“Moda mimari gibidir, söz konusu olan oranlardır.” Coco Chanel
Modern mimarinin öncülerinden biri olarak kabul edilen Avusturyalı Mimar Adolf Loos şöyle der:
“İnsanın nasıl bina yapacağını öğrenme sürecinde başlangıç noktası giyinmeyi öğrenmesidir.”
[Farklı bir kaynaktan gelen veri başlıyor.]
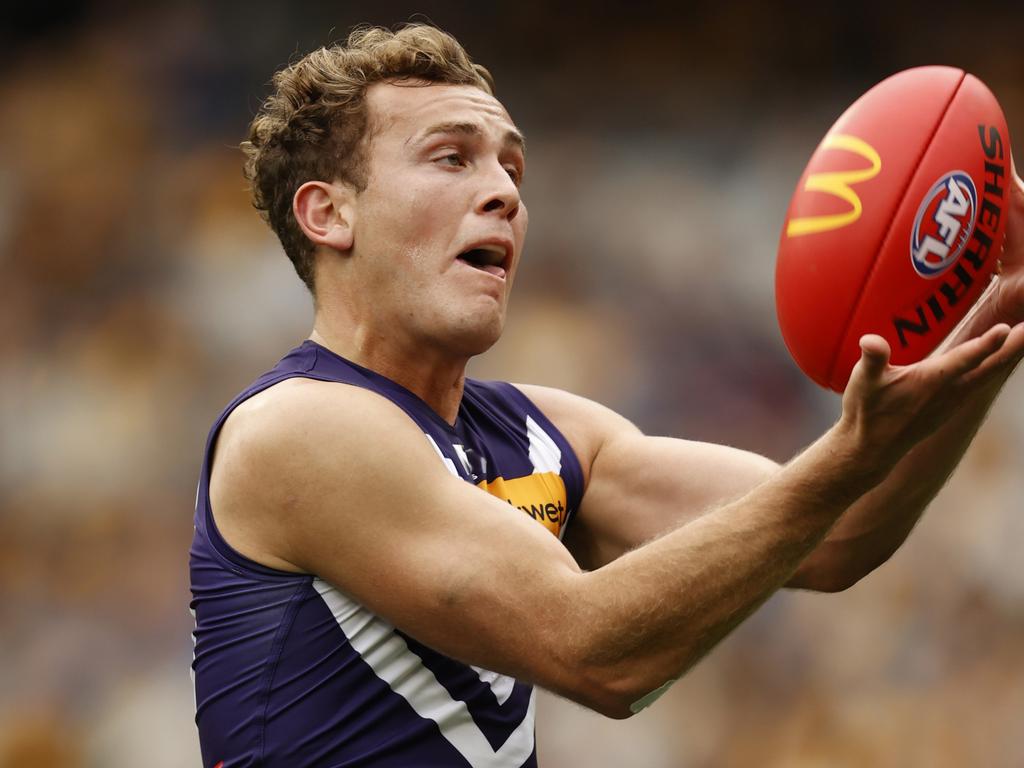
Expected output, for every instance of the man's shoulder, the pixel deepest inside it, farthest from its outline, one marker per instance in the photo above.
(299, 427)
(587, 424)
(297, 406)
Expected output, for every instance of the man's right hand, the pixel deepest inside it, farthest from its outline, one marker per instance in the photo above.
(887, 410)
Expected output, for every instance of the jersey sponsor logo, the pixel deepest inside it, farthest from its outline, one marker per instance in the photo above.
(943, 224)
(542, 496)
(839, 184)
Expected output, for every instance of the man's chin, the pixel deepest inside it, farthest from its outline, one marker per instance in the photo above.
(471, 339)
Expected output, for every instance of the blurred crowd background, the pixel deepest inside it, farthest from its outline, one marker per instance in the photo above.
(139, 292)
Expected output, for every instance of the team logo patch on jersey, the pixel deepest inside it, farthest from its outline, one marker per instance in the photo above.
(944, 223)
(542, 496)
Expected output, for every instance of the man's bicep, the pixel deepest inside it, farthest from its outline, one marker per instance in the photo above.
(640, 486)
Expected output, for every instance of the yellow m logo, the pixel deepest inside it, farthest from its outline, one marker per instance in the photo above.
(838, 183)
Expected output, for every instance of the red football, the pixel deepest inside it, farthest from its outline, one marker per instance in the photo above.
(896, 224)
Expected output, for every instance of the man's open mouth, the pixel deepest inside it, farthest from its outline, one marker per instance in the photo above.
(485, 258)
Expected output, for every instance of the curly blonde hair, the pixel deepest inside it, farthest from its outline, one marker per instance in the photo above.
(313, 124)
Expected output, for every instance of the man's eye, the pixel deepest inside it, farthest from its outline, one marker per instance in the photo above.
(454, 160)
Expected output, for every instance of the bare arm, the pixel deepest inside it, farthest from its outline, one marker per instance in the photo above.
(879, 523)
(331, 479)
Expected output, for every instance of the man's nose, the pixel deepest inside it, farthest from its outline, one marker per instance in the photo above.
(500, 194)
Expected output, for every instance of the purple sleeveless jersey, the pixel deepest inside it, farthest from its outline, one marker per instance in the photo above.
(292, 672)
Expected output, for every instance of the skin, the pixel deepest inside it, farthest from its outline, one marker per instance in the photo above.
(676, 542)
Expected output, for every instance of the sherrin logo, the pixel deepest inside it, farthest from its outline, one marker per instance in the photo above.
(943, 224)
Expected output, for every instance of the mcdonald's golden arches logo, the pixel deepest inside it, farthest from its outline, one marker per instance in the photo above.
(840, 184)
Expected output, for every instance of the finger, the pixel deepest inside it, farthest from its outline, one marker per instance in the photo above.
(971, 354)
(1003, 360)
(875, 353)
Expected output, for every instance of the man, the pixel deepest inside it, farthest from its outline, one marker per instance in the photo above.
(388, 556)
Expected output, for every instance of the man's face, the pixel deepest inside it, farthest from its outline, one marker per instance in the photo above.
(439, 228)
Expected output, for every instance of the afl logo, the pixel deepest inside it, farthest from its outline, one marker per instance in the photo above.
(943, 224)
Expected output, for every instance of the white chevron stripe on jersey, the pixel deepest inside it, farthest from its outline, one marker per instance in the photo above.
(501, 685)
(388, 655)
(544, 453)
(448, 462)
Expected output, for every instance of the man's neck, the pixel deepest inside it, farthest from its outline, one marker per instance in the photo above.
(437, 380)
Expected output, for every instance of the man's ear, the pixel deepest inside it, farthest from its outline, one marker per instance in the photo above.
(326, 213)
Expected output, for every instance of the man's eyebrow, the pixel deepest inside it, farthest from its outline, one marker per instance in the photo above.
(513, 136)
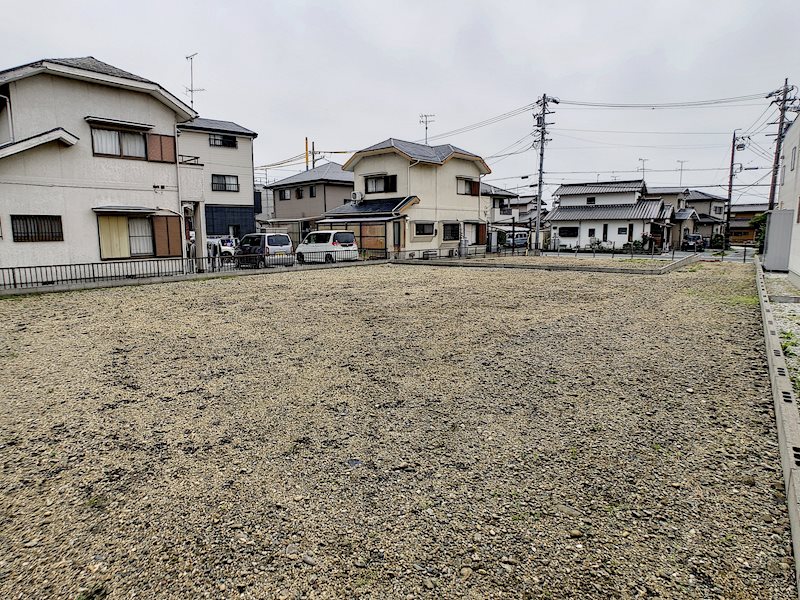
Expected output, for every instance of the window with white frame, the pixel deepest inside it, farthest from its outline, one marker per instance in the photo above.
(125, 144)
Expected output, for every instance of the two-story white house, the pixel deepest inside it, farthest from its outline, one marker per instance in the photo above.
(88, 164)
(608, 214)
(224, 152)
(413, 197)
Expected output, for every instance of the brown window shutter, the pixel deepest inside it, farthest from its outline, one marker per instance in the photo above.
(161, 236)
(167, 148)
(153, 147)
(174, 235)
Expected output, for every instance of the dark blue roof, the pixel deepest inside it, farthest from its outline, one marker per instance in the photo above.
(371, 207)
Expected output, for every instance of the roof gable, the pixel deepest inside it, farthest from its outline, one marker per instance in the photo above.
(435, 155)
(88, 68)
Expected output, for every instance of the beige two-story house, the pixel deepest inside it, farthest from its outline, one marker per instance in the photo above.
(410, 197)
(88, 165)
(223, 153)
(301, 200)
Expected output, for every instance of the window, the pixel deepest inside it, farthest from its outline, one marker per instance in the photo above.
(37, 228)
(467, 187)
(346, 238)
(383, 183)
(125, 144)
(450, 232)
(141, 236)
(423, 229)
(122, 236)
(225, 183)
(224, 141)
(568, 232)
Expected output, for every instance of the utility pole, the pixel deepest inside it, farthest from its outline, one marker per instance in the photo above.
(424, 120)
(726, 242)
(191, 89)
(541, 124)
(643, 160)
(784, 91)
(680, 180)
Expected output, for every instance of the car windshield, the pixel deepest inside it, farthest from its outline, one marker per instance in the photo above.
(278, 240)
(345, 237)
(251, 240)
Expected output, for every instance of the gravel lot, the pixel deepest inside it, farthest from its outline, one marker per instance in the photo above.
(393, 432)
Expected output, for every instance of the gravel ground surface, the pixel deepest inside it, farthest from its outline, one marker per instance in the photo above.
(393, 432)
(588, 261)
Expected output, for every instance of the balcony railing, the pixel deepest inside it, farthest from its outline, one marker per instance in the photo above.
(224, 187)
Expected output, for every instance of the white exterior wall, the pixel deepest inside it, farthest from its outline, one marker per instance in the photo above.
(436, 188)
(789, 195)
(614, 238)
(217, 160)
(69, 181)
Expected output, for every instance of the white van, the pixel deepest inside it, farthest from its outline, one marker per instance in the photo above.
(327, 246)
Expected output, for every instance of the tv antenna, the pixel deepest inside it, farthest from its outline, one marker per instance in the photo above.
(191, 89)
(424, 120)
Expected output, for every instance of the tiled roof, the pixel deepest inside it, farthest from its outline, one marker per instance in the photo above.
(600, 187)
(87, 63)
(641, 210)
(216, 126)
(328, 172)
(371, 207)
(491, 190)
(421, 152)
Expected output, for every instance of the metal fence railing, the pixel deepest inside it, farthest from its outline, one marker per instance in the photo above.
(50, 275)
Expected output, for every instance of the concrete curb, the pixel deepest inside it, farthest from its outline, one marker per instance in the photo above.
(586, 268)
(786, 416)
(92, 285)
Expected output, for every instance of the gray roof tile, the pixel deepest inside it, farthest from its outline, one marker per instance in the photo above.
(87, 63)
(421, 152)
(328, 172)
(600, 187)
(643, 209)
(213, 125)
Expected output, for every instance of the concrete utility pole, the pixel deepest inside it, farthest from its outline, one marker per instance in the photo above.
(191, 89)
(726, 242)
(680, 180)
(424, 120)
(541, 124)
(778, 141)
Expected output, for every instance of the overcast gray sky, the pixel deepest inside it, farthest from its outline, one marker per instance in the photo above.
(348, 74)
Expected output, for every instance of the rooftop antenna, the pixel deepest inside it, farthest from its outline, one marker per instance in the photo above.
(424, 120)
(191, 89)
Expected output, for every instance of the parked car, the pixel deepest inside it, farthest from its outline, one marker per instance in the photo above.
(693, 242)
(518, 240)
(327, 246)
(265, 250)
İnsanın hem bedenini hem de çevresini sonsuz boşluktan ayırması ve koruması, eylemlerinde ‘’örtünme’’ ve ‘’barınma’’ ya da ‘’giyinme’’ ve ‘’mimari’’ birbirini etkileyerek eş zamanlı olarak gelişmektedir. Tarih öncesi çağlarda kıyafet, bedeni koruyan, giyilebilir bir barınak niteliğindeydi. Zamanla bu barınaklar, ilkel yapıların oluşumuna doğru evrilmişti. Yani tarih öncesindeki giysiler aslında birer basit barınaktı ve ilk insanlar “ev” kavramını yaratırken giysilerindeki tekstil malzemeden ilham almışlardı. Giysiler de evler de insan bedeni içindi. Aslında günümüzde de birbiriyle yakından ilişkili olan bu iki disiplinin en temel ortak noktası ikisinin de insan bedeni için yaratıyor olması.
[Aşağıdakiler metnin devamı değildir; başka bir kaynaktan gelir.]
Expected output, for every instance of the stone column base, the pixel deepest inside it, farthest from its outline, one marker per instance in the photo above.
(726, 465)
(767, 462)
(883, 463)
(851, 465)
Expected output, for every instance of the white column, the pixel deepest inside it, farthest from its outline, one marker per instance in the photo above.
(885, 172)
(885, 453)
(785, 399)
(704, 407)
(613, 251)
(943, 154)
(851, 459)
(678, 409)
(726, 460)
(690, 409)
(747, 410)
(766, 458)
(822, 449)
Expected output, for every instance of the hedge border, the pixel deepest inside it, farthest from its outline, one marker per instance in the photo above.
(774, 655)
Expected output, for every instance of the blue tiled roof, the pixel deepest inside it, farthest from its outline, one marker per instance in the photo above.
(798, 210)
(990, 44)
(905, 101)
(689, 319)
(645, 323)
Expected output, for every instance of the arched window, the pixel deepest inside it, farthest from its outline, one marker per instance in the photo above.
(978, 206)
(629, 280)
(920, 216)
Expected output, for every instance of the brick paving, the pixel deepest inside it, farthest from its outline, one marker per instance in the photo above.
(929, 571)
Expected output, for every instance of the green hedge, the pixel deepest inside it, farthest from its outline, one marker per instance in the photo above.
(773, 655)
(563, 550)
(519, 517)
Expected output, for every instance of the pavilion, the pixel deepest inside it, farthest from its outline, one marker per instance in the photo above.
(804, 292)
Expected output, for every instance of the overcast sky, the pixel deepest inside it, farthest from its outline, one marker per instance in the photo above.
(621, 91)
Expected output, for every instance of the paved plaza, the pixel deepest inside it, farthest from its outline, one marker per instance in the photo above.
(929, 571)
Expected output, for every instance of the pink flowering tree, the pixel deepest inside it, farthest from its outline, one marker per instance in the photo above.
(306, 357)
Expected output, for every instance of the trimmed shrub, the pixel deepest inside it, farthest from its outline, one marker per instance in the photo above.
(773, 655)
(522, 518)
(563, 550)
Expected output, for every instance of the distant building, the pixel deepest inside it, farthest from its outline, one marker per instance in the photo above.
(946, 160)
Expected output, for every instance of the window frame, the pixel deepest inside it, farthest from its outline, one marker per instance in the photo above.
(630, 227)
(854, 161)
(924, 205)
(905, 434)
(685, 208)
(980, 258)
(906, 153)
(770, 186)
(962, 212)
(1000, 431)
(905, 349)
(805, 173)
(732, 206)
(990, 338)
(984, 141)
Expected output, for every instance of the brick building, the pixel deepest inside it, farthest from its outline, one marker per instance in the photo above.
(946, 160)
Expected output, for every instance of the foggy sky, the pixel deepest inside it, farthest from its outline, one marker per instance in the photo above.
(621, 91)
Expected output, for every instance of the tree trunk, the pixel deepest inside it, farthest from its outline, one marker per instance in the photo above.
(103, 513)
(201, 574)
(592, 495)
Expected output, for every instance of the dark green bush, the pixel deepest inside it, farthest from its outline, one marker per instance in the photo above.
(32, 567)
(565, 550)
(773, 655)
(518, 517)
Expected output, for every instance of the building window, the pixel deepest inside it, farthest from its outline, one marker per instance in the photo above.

Tarihsel süreçte de bu etkileşim hep devam etmiş: 13. Yüzyılda, fazla soyutlamadan yapılardan giysilere direkt olarak aktarılan detaylar görünmekte. Antik Yunanda da giysiler açıkça mimari yapılara benzetilerek tasarlanmış; insan bedeni bir kolon gibi ele alınmış ve Dor, İyon ve Korint gibi mimari düzenlerde görülen tasarım anlayışı bu giysilerin tasarımında da kullanılmış. Mimaride sivri hatlarıyla dikkat çeken güç gösterisi dönemiyle bu etkileşim Gotik dönemde de uzun şapkalar ve sivri uçlu ayakkabılarla kendini göstermekte. Aşırı süslemeli saraylarıyla Rönesans’ta da giysilerde aşırı bir süs görmek mümkün. 19. Yüzyılla birlikte ise yaklaşım farklılaşıyor…
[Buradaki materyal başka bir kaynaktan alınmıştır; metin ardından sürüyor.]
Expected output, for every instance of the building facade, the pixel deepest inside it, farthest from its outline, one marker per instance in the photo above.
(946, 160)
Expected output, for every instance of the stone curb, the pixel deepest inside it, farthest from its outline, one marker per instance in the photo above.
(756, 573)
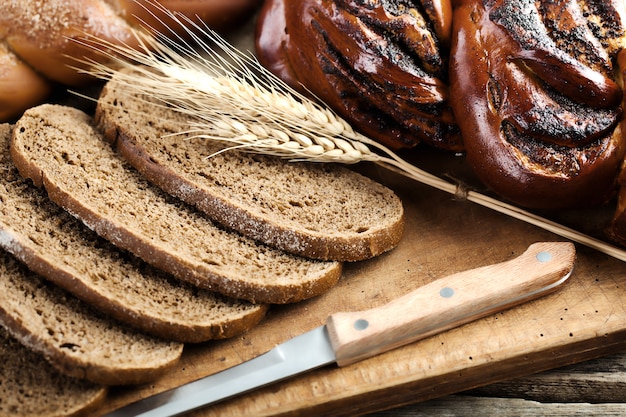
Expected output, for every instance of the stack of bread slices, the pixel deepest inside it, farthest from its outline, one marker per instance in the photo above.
(123, 241)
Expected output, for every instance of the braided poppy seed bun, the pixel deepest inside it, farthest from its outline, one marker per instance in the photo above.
(382, 65)
(538, 100)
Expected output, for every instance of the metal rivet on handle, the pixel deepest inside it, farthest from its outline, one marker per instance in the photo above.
(544, 256)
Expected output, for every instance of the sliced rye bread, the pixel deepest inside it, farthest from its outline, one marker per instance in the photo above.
(322, 211)
(30, 386)
(61, 249)
(58, 147)
(75, 338)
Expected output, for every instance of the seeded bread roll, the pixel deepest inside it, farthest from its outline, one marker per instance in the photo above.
(320, 211)
(29, 386)
(72, 336)
(60, 248)
(382, 65)
(538, 100)
(58, 147)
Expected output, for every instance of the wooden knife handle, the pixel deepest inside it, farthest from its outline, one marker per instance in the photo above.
(451, 301)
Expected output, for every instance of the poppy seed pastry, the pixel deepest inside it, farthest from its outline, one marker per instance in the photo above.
(382, 65)
(538, 99)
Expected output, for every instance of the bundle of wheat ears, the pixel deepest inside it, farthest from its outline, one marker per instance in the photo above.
(234, 99)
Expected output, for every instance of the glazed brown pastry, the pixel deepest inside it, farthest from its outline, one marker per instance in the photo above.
(537, 98)
(381, 64)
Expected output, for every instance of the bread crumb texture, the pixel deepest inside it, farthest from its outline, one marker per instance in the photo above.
(63, 250)
(72, 335)
(319, 210)
(32, 387)
(118, 203)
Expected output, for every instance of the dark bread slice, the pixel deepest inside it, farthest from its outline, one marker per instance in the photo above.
(58, 147)
(322, 211)
(61, 249)
(30, 386)
(73, 336)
Adolf Loos bu konuda “Modern insan görünümü standartlaşmış giysilerdi. Çünkü kendi kimliği öyle güçlüydü ki artık kendi kimliği ile ifade etmesi gerekmiyordu. Dolayısı ile modernite görünümü asıl fonksiyonuna geri dönüyordu” demiştir. Özellikle erkek giysileriyle ön plana çıkan bu dönemde, giysilerin sadeliğe ve fonksiyonelliğe sahip olması gerektiği savunulmuştur. Mimaride bu dönem, yani yaklaşık 1930’lar, tam da bu prensiplerle modernist mimarinin oluştuğu döneme denk gelir.
Günümüze geldiğimizde ise çağdaş mimarlar büyük bir endüstri haline gelen modanın gücünü projelerine yansıtıyorlar. Zaha Hadid, Rem Koolhaas, Tadao Ando ve Frank O. Gehry gibi mimarların Chanel, Prada, Armani ve Issey Miyake gibi markalar için markanın tasarım çizigisiyle uyumlu olarak yarattıkları mekanlar var. Bazen bu etkileşim sadece fiziksel bir mekan olarak değil, Zaha Hadid ve Karl Lagerfeld’ın verdiği ikonikleşmiş bir pozda da ortaya çıkabiliyor.
Son olarak; Coco Chanelin de dediği gibi: ‘’Moda sadece elbiselerden oluşmaz. Moda gökyüzünde, moda sokakta;moda düşündüklerimiz ve yaşadığımızdır.’’ Ya da; mimari gökyüzünde, mimari sokakta, mimari düşündüklerimizde ve yaşadıklarımızdadır.